Concept d’ « Ivoirité » : une pure production « françafricaine »

La crise ivoirienne est le prototype des crises en gestion dans l’espace francophone d’Afrique en raison de la nature des relations entretenues par la France en Afrique en générale et en Afrique francophone en particulier. Le francophile Félix Houphouët-Boigny ayant assimilé à la lettre cette relation à la grande satisfaction de la France métropolitaine, convaincue d’avoir fait du Président Ivoirien un produit françafricain averti. Au soir de la vie politique du Président Félix Houphouët-Boigny deux grands faits majeurs ont marqué son règne à savoir l’avènement de l’ère démocratique en Côte d’Ivoire et la question de sa succession. Tout était fait près car politiquement le francophile ivoirien en accord avec la métropole avait déjà planifié sa succession qui revenait sans coup férir à M. Henri Konan Bédié alors Président de l’Assemblée Nationale. Pour comprendre les difficultés liées à l’alternance politique dans l’espace francophone d’Afrique, il nous a fallut revisiter l’histoire coloniale de certains pays d’Afrique. Nous avions procédé à la sociologie politique du pouvoir telle conçue au temps de l’agression des empires africains à la colonisation pour se rendre compte que la toute puissance « France » avait toujours son droit de regard dans la nomination à des postes de responsabilité aussi importants dans les relations entre la France et les territoires conquis. La question est à présent de savoir si la France a –t-elle toujours renoncé à ce droit d’ingérence politique dans l’élection de nos gouvernants au lendemain des indépendances en Afrique francophone ?

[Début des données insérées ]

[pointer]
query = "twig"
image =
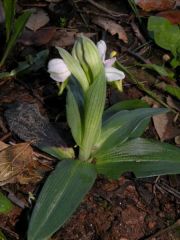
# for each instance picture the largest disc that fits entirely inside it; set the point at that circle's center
(172, 227)
(143, 88)
(169, 189)
(112, 13)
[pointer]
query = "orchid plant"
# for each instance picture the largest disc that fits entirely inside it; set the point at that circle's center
(109, 141)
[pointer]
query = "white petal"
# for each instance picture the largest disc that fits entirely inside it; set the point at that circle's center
(59, 77)
(101, 45)
(114, 74)
(109, 62)
(58, 70)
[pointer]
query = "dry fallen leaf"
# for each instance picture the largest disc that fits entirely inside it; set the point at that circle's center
(172, 15)
(164, 125)
(37, 20)
(63, 38)
(40, 37)
(155, 5)
(112, 27)
(13, 161)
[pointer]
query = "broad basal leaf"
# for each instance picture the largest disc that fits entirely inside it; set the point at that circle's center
(123, 125)
(143, 157)
(60, 152)
(60, 196)
(75, 68)
(94, 106)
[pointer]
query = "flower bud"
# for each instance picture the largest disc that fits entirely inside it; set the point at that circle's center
(58, 70)
(85, 51)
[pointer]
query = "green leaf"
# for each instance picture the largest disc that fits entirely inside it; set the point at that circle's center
(143, 157)
(166, 35)
(123, 125)
(94, 106)
(62, 193)
(59, 152)
(9, 9)
(175, 91)
(75, 68)
(74, 117)
(19, 25)
(5, 205)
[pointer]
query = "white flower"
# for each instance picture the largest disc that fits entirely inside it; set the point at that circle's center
(112, 73)
(58, 70)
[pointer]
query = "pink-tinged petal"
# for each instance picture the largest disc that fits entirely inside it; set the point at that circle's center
(58, 70)
(101, 46)
(109, 62)
(114, 74)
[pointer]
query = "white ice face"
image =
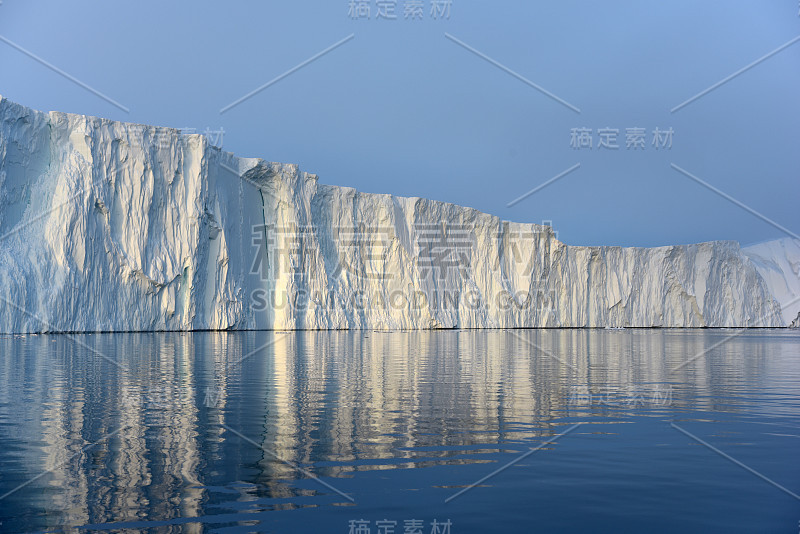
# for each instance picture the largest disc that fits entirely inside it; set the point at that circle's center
(108, 226)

Des facteurs déterminants nous confirment que la France avait continué toujours cette interférence politique dans les anciens territoires vassaux devenus indépendants de façades: les conditions dans lesquelles la France avait précipité l’indépendance de ses anciennes colonies au risque d’amplifier le cas de rupture  systématique et symbolique de la Guinée sous Sékou Touré; la persistance de l’économie extravertie des nouveaux états devenus indépendants et essentiellement tournée vers l’extérieure dont la métropole : le franc CFA étant un indicateur financier tout comme le monopole commercial de certains empires commerciaux hérités de la colonisation dans l’espace francophone d’Afrique, sont autant de facteurs constitutifs de l’indice de l’économie extravertie de l’Afrique francophone essentiellement dominée par la France.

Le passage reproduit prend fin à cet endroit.